People had, and people still have, their expectations of Jesus.
On that day by the outskirts of Jerusalem so long ago, the people with their palm branches had their own idea about who this Messiah was and what he was going to do. Consider: What are they shouting along the road? Hosanna! Which, if we’re not careful, just becomes another word muttered by Christian-types without proper reflection.
Hosanna literally means “save us.”
Save us from what?
Jerusalem was occupied, the Roman garrison was entering the holy city on the other side, displaying their power, force, and empiric rule. The people of God were living as strangers in a strange land in the very land that God promised to them long ago. Forced to adopt customs and even use currency that ran counter to their faith. Forced to provide economic security for the very powers and principalities that threatened their lives.
And then comes Jesus, a new David, come to take back the power and give it to the people! No wonder the crowds called their “Hosannas!” when they saw him entering on a donkey! Jesus was going to put them back on top!
The crowds take from Psalm 118 the cry for deliverance, “Save us!” and they put that expectation squarely on Jesus.
Perhaps, then, we should call Palm Sunday, Psalm Sunday…
But what happens when this Messiah doesn’t arm the common people with weapons to prepare for insurrection? What happens when this Messiah doesn’t even stop to address the people when he enters the city?

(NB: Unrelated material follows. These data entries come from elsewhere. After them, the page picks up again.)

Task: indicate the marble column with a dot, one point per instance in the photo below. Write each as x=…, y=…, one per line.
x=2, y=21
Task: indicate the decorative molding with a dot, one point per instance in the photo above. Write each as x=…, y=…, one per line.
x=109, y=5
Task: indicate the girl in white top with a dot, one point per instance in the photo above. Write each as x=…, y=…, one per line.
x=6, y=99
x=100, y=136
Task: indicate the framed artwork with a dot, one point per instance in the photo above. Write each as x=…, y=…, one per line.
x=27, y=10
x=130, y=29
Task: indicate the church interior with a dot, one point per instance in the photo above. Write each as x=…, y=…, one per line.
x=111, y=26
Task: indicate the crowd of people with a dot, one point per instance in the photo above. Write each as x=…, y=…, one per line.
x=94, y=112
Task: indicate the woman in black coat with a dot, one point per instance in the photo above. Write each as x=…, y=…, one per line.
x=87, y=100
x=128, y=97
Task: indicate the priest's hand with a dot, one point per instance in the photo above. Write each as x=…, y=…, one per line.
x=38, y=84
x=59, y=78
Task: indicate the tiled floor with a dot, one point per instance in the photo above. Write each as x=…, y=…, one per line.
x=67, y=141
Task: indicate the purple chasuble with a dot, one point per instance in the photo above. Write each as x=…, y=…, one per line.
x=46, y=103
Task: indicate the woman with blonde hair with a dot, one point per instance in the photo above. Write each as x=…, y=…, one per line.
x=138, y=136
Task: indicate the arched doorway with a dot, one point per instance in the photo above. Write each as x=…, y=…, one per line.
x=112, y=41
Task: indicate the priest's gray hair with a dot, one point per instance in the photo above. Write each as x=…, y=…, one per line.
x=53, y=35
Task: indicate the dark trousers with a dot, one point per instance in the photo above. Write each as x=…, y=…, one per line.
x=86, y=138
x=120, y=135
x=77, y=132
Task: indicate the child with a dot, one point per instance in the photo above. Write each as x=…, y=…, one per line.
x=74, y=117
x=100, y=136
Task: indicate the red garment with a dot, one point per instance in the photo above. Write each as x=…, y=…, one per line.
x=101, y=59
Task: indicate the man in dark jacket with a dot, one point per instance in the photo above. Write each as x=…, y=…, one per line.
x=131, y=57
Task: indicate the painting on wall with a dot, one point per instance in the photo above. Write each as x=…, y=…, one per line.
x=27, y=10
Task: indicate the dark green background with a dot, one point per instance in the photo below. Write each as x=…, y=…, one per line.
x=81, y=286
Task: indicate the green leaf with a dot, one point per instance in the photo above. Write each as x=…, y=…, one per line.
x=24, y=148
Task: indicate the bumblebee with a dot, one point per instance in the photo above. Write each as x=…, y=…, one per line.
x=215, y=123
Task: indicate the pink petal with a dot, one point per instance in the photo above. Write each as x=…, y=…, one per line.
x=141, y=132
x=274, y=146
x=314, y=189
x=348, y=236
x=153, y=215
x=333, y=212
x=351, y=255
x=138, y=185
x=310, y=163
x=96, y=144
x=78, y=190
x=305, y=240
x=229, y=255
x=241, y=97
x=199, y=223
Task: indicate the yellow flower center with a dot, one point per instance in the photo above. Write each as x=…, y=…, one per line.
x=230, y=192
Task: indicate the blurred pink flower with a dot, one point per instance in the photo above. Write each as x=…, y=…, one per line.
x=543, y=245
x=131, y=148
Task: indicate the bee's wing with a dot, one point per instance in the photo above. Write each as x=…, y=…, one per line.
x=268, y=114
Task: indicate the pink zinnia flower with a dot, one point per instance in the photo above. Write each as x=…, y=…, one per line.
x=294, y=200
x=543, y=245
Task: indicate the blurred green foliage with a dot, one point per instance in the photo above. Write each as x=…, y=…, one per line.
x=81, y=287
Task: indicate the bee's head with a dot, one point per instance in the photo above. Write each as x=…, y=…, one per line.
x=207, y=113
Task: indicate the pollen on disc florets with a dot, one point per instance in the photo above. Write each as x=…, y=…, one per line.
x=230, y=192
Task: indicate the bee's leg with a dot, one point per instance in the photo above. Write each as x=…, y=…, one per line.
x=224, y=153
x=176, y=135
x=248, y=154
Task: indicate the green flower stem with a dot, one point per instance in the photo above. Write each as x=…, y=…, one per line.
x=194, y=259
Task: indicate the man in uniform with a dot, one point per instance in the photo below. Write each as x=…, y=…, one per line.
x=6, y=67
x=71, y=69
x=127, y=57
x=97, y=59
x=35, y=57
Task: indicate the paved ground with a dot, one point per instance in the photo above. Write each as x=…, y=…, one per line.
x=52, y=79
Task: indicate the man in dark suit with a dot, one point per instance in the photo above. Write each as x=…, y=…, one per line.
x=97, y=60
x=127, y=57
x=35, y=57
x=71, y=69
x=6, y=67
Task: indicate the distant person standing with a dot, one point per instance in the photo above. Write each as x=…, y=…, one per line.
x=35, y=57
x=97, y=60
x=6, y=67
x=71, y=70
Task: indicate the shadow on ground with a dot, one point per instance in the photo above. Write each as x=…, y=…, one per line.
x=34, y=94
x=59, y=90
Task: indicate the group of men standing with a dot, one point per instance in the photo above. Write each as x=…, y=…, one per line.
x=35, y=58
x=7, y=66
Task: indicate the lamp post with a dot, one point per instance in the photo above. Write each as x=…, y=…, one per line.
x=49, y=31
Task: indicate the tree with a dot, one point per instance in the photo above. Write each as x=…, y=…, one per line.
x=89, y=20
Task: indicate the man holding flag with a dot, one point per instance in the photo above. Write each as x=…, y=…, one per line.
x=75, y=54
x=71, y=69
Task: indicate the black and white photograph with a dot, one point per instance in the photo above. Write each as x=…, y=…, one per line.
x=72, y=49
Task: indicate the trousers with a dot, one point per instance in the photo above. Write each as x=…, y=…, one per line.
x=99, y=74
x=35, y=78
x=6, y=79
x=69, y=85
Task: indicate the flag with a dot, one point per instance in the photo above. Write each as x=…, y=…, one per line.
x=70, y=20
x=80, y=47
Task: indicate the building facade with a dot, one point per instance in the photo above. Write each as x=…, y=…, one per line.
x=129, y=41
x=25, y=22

Well, by the end of the week, the people who started with “Hosannas” move to “Crucify.”
It’s all too easy for us to cast Jesus into roles of our own choosing.
It’s like second nature to put words, our words, into Jesus’ mouth.
We still would like to see him parade into the madness of our circumstances to champion our hopes and our dreams and to disrupt and frustrate the designs of our enemies.
But Jesus doesn’t come to bring us more of the same.
He doesn’t enter Jerusalem to establish yet another political machine that results in one group lording it over everyone else.
Jesus comes to do for us and for the world what we could never do on our own.
Jesus, knowing full and well that we put our own expectations on him, still chooses to die and rise for us in spite of us.
Jesus, fully God and fully human, mounts the hard wood of the cross and pronounces a decree of forgiveness for people who deserve no mercy.
That is the central affirmation of the adventure we call Christianity. God, creator of all things, lays aside almightiness to comes to us, to dwell among us in the muck and the mire of life, to be one of us.
God chooses to take on vulnerability and human frailty just to rectify all of our wrongs.
It’s one of the great ironies that despite the cross resting at the center of this adventure, we have such an aversion to it. Did you know that in some of the fastest growing churches in the country there are no crosses whatsoever?
The cross doesn’t sell. It’s a sign of death. Even though we hang them up in our living rooms and wear them around our necks – we often forget that a cross is something you die on.
Jesus’ entry into Jerusalem, much like his ministry, is a parable. Parables, after all, are stories about who God is, and they are only secondarily about us. The palm waving crowds remind us of the wonderful foolishness by which God does what God does. The people that day play no role other than showing how they haven’t quite seen the whole picture. They shout, as we would, for Jesus to save them.